Novel technologies for butyric acid fermentation: use of cellulosic biomass, rapid bioreactor, and efficient product recovery

Authors: Qureshi, Nasib; Ashby, Richard - Rick; Nichols, Nancy; Hector, Ronald - Ron

Submitted to: Fermentation
Publication Type: Peer Reviewed Journal
Publication Acceptance Date: 2/27/2024
Publication Date: 3/1/2024
Citation: Qureshi, N., Ashby, R.D., Nichols, N.N., Hector, R.E. 2024. Novel technologies for butyric acid fermentation: use of cellulosic biomass, rapid bioreactor, and efficient product recovery. Fermentation. https://doi.org/10.3390/fermentation10030142.
DOI: https://doi.org/10.3390/fermentation10030142

Interpretive Summary: Butyric acid has numerous applications including in food, feed, cosmetic, medical, pharmaceutical, fuel/biofuel, and aviation biofuel. For example, butyric acid can be converted to butanol, a drop in biofuel that is superior to ethanol because it has better fuel properties and higher energy content (than ethanol).
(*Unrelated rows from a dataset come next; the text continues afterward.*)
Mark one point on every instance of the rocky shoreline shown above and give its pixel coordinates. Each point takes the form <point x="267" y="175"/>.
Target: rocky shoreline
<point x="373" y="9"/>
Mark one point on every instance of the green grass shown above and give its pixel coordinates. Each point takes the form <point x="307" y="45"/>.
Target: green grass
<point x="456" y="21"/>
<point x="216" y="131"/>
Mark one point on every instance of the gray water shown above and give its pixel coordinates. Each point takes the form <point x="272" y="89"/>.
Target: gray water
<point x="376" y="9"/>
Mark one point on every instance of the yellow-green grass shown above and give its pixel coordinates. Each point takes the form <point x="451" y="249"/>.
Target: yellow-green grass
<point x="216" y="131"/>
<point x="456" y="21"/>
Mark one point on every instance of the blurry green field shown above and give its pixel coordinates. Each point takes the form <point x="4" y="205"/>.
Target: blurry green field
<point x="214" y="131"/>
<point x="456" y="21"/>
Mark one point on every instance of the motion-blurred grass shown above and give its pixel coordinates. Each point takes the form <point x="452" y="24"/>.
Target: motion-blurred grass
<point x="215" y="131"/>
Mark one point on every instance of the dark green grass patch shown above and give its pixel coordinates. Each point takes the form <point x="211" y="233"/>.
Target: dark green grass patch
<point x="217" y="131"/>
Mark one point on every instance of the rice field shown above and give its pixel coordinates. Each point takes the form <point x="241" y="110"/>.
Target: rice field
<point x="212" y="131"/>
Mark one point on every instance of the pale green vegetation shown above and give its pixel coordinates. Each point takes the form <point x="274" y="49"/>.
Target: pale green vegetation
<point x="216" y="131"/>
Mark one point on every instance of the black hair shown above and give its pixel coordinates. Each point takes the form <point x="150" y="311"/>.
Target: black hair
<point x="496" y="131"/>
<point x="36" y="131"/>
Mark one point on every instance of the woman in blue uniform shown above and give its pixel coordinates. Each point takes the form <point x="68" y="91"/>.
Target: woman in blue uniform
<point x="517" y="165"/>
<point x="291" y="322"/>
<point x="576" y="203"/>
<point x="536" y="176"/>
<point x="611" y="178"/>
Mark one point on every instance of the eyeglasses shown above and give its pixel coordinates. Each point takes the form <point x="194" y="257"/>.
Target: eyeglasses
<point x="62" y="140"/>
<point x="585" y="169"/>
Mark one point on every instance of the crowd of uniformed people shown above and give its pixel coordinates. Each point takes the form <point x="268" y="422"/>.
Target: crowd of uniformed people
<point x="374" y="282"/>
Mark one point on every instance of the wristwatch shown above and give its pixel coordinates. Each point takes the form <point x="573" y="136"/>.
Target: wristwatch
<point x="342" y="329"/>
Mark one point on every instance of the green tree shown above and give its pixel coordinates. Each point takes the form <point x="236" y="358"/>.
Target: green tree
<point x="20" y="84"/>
Currently butyric acid is produced by a chemical/petrochemical process that is not environmentally friendly and contributes to global warming. This research resulted in production of butyric acid from low-cost cellulosic sugars and agricultural residues such as wheat straw and corn stover. In this study, biomass hydrolysis methods that are environmentally friendly were used. Production cost of this biological conversion process was reduced through use of low-cost biomass and application of bioprocess technology with increased efficiency. We developed a bioprocess technology that is superior to traditional methods of production and reduces process cost by greater than 800%. When commercialized it will benefit US farmers, biorefineries, aviation fuel/biofuel industry, and the US public. Further, use of this process over current production methods would benefit the environment by reducing global warming.

Technical Abstract: Butyric acid, a four-carbon fatty acid, is an important industrial chemical and feedstock. To produce this chemical, a control fermentation was run with 126.5 gL-1 glucose concentration in the feed medium. In this medium the strain produced 44.8 gL-1 total acid with a productivity of 0.23 gL-1h-1 and a yield of 0.41 g.g-1. The strain was also able to utilize glucose and xylose simultaneously with similar fermentation performance. The culture was also used to produce butyric acid from wheat straw hydrolysate (WSH) employing hot water pretreatment. In a batch system, the strain resulted in a productivity and yield of 0.27 gL-1h-1 and 0.44 g.g-1, respectively, which was an improvement over the use of glucose or xylose alone or mixtures of both. To improve reactor productivity a membrane cell recycle bioreactor was used which resulted in a productivity of 1.89 gL-1h-1. This productivity was 822% of that achieved in the glucose or xylose batch fermentation. Furthermore, a butyric acid recovery method was developed using XAD-4 adsorbent resin. In this system up to 206.1 gL-1 butyric acid was used in the feed and as a result of quick adsorption, the residual butyric acid concentration was 29.5 g.L-1. In this experiment the rate of acid removal of 1059.4 g.L-1h-1 was achieved.